Similar to RAG, the concept of fine-tuning is simple, but implementing fine-tuning can also be a highly iterative process and difficult to achieve a desired level of accuracy. Furthermore, unlike RAG, fine-tuning is also more resource and compute intensive as it requires preparing additional training data and adjusting the weights and parameters of the model. There are also various approaches to fine-tuning, including (1) fine-tuning a subset or adding layer of the LLM parameters through Low-Rank Adaptation (LoRa) or adapter tuning or (2) adjusting all the parameters of the LLM which may be prohibitively costly. Again, similar to RAG, we are in the early days of LLMs and some of the complexities are likely to be abstracted away over time given the number of startups working on solutions to make the fine-tuning process more efficient and approachable.
Summary of Techniques
Fine-Tuning + RAG
Fine-tuning and RAG are not mutually exclusive and can both be implemented to further improve model efficiency. As OpenAI pointed out, fine-tuning can be used to teach a model complex instructions or frameworks. This minimizes prompt tokens needed for complex tasks and maximizes the context window for RAG to incorporate knowledge with the prompt.
Decision Framework for RAG and Fine-Tuning
As mentioned earlier, OpenAI provides a good framework to consider when deciding whether to move from prompt engineering to RAG or fine-tuning after identifying the gaps in the model using prompt engineering. At this point, it may be obvious the decision point is whether the model needs new information for the use-case or specific instructions, structure, and/or style for the use-case or both. For example, when a customer service chatbot needs specific company and product information to be useful, RAG is a good approach. If the same customer service chatbot needs to respond to customers in a specific structure, tone, or style, then fine-tuning is a good approach.

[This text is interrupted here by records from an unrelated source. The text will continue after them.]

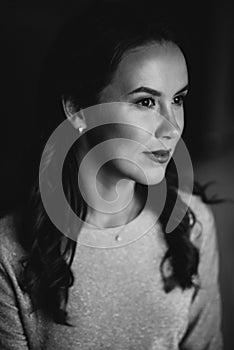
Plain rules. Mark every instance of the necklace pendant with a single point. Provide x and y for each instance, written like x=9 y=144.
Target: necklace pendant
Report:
x=117 y=238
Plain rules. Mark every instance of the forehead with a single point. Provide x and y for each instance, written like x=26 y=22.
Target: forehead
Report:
x=159 y=66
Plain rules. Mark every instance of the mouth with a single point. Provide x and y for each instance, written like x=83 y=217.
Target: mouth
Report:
x=160 y=156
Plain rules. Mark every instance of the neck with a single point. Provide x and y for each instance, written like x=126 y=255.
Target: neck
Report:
x=112 y=201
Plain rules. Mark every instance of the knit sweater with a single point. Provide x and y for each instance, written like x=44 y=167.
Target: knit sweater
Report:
x=117 y=301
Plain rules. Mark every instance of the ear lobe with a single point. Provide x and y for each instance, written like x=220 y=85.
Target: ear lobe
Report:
x=73 y=114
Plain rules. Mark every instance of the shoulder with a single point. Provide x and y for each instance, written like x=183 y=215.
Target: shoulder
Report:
x=11 y=250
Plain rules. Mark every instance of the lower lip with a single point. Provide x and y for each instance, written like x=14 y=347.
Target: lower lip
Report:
x=158 y=158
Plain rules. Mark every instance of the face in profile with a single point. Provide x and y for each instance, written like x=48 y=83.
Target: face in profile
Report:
x=147 y=93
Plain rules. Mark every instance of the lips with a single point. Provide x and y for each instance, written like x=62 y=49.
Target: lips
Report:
x=160 y=156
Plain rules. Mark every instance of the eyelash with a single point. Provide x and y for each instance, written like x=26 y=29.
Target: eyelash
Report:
x=180 y=103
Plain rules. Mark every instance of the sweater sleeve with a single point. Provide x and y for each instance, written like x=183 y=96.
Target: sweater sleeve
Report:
x=204 y=326
x=11 y=329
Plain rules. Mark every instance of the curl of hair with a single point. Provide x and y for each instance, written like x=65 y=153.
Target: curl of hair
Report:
x=46 y=270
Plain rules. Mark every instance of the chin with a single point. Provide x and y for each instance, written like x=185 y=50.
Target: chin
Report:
x=152 y=177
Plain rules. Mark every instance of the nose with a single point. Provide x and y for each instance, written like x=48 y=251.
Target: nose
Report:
x=167 y=128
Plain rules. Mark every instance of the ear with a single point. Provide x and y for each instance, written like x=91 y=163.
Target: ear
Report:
x=73 y=114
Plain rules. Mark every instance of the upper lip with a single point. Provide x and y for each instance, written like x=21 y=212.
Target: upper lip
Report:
x=160 y=151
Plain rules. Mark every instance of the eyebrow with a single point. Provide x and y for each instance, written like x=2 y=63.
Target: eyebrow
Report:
x=154 y=92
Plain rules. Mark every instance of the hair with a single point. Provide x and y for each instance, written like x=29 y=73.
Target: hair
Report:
x=81 y=63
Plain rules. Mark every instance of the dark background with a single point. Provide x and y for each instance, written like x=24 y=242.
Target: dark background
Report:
x=27 y=31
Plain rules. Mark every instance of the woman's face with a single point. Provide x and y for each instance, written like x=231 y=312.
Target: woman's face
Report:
x=149 y=86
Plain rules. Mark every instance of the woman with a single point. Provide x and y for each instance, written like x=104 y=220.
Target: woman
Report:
x=148 y=289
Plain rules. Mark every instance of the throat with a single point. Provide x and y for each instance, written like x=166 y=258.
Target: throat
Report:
x=123 y=217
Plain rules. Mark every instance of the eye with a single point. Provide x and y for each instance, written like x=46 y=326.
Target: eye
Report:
x=146 y=102
x=179 y=100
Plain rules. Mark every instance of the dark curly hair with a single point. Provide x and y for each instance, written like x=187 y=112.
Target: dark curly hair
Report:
x=105 y=34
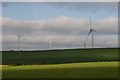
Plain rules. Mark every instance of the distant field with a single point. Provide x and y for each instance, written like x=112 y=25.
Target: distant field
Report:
x=72 y=70
x=60 y=56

Below is effectively the diagram OpenAI provided.
Takeaways
OpenAI’s presentation offers well-structured frameworks and suggestions around prompt engineering, RAG, and fine-tuning. Although these ideas are conceptually easy to grasp, the devil is in the details. Remarkable progress and innovation are happening every day, we are still in the very early stages of Generative AI and figuring out what techniques work best for different use-cases. Enterprises continue to face challenges adopting LLMs, including manual efforts around experimenting, establishing a baseline benchmark, figuring out which methods to use to improve the baseline benchmark, trying different techniques for each use-case, and constantly iterating until (or if) a desired accuracy is reached.
With immense focus and talent working on all things Generative AI, the landscape and techniques may look very different every 6-12 months. In the meantime, there is tremendous opportunity to slowly abstract away some of the complexities into products and services. Once the process of tailoring LLMs becomes more streamlined, we should see an even greater surge in the number of new use-cases and applications emerge. Another potential opportunity in Generative AI is figuring out the best way to combine Generative AI’s probabilistic nature and abilities to create new content, synthesize information, provide answers, and interact with through natural language with traditional deterministic characteristics to meet a broad range of enterprise requirements. Lastly, model choice and flexibility will be critical, particularly early in the technology cycle, when building products given the pace of innovation and fast release cadence of increasingly more performant and/or efficient models.